Si habrá recibido mi nota antes de la comida.

Weymann se echó a reír. Había decidido que puesto que este joven feo e intenso (a quien apreciaba por la experiencia que habían tenido juntos) no quería ser franco con él, lo mejor era dejar de hablar. Su risa era una manera de zanjar la conversación. ¿Póker esta noche?, le preguntó.

Al día siguiente, Weymann le dijo a otro amigo: Es endemoniadamente reservado. No sé qué se trae entre manos. No consigo averiguar si lo que le interesa es el dinero o la aventura, o ambas cosas, como a nosotros, supongo.

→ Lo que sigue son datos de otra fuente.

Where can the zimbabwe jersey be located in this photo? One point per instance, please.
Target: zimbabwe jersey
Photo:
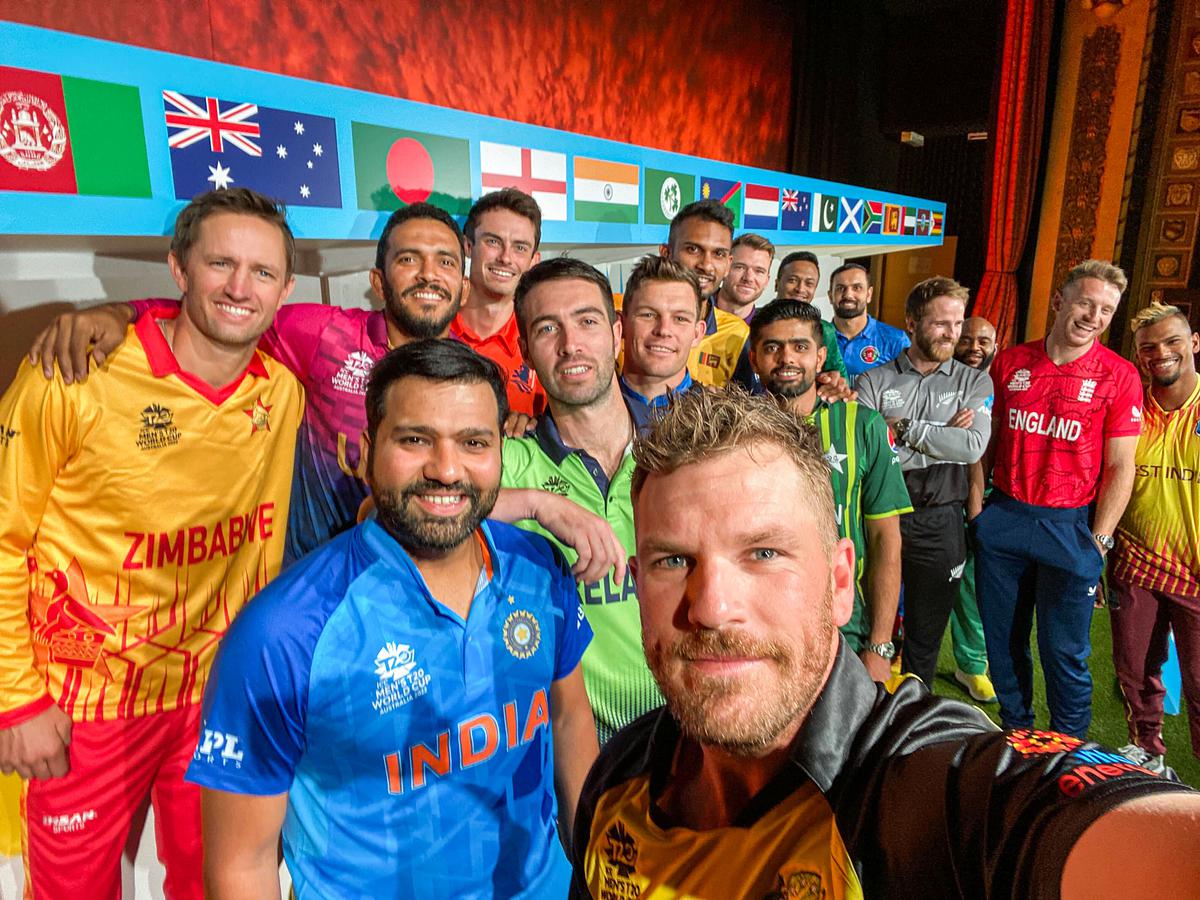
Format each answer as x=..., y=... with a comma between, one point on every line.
x=1158, y=539
x=714, y=359
x=883, y=795
x=1050, y=421
x=867, y=481
x=141, y=510
x=618, y=682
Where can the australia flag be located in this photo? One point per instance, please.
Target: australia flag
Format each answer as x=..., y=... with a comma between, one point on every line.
x=219, y=143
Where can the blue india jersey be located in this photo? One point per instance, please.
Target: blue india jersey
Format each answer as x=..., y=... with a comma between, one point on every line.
x=415, y=747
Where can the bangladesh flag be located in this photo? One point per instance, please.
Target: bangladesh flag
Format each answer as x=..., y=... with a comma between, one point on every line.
x=666, y=193
x=394, y=167
x=61, y=135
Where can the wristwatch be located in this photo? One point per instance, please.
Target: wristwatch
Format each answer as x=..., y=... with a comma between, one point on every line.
x=888, y=649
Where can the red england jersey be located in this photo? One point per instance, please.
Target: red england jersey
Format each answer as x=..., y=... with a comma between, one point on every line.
x=1051, y=421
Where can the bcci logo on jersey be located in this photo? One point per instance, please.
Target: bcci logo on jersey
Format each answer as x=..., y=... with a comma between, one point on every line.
x=401, y=681
x=522, y=634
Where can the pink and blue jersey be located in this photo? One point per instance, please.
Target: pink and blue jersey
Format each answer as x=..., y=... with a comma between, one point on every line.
x=415, y=747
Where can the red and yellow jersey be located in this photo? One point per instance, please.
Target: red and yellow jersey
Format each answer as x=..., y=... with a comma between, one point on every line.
x=1158, y=540
x=138, y=513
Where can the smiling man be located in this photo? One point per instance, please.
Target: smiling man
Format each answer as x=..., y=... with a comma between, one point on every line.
x=1065, y=431
x=778, y=767
x=141, y=511
x=406, y=705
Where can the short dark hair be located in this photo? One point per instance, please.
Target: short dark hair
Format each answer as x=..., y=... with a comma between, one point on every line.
x=511, y=199
x=240, y=201
x=709, y=210
x=846, y=268
x=561, y=269
x=801, y=256
x=418, y=210
x=930, y=288
x=661, y=269
x=438, y=359
x=780, y=310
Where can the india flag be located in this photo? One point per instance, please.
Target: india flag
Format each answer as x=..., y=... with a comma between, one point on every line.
x=605, y=191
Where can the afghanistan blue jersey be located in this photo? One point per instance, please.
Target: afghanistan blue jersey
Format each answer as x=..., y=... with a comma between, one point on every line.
x=415, y=747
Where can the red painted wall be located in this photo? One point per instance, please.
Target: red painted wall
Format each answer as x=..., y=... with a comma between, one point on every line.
x=701, y=77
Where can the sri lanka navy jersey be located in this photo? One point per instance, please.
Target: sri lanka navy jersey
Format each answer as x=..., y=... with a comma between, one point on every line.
x=618, y=682
x=874, y=346
x=1051, y=421
x=868, y=483
x=141, y=510
x=1158, y=539
x=883, y=795
x=526, y=394
x=415, y=747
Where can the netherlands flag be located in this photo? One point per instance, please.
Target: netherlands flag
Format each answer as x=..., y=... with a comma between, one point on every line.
x=761, y=210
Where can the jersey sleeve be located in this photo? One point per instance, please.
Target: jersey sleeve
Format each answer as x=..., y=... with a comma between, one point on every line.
x=834, y=363
x=883, y=490
x=1123, y=418
x=255, y=707
x=39, y=433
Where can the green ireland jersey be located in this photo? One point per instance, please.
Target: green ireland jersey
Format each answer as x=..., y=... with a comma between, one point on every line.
x=867, y=480
x=618, y=682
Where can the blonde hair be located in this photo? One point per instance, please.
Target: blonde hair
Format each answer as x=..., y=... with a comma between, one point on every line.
x=1155, y=313
x=703, y=424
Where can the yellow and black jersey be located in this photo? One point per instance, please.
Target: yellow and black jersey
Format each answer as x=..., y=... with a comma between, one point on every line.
x=885, y=795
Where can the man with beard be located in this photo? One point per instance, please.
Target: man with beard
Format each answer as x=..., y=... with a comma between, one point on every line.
x=660, y=325
x=581, y=450
x=778, y=768
x=868, y=489
x=406, y=703
x=502, y=234
x=1066, y=425
x=1156, y=569
x=863, y=340
x=976, y=348
x=940, y=414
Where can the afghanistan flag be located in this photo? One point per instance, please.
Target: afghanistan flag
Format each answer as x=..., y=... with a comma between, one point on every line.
x=666, y=193
x=394, y=167
x=63, y=135
x=727, y=193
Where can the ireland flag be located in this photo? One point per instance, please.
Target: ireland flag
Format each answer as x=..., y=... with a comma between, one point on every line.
x=394, y=167
x=61, y=135
x=666, y=193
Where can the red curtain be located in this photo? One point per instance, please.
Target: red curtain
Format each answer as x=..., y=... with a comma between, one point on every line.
x=1020, y=100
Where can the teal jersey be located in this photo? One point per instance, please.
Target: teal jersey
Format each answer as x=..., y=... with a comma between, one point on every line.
x=618, y=682
x=867, y=480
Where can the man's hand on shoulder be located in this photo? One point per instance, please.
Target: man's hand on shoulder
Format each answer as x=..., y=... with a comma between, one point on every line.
x=71, y=335
x=37, y=747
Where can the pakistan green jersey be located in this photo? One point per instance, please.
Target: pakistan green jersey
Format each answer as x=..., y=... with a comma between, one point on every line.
x=618, y=682
x=867, y=480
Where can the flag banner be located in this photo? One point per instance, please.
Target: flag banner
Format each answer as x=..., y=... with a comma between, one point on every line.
x=893, y=219
x=394, y=167
x=727, y=193
x=63, y=135
x=539, y=173
x=796, y=209
x=761, y=208
x=666, y=193
x=825, y=213
x=850, y=216
x=220, y=143
x=605, y=191
x=873, y=217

La noticia de que Chávez había despegado con la determinación de no regresar llega al Hotel Victoria durante la comida. Todo el mundo se abalanza a la terraza para ver la avioneta sobrevolando el valle del Ródano antes de virar hacia el sur, en dirección a las montañas. Chillan y agitan los brazos.

Tras una semana de falsos rumores y decepciones, todo el mundo se había hecho a la idea de que aquel año no se cruzarían los Alpes en aeroplano. ¿Por qué no se les ocurrió que este intento podría terminar también en decepción, que Chávez podría encontrar las corrientes demasiado fuertes en la garganta de Saltina y verse forzado a regresar? Tal vez, porque es la última oportunidad. Mañana partirán todos, y por eso se agarran a la última esperanza de que suceda algo. Tal vez también porque han visto a Chávez, lo han observado durante una semana y han leído su rostro. No estoy hablando de su suerte, sino de su carácter.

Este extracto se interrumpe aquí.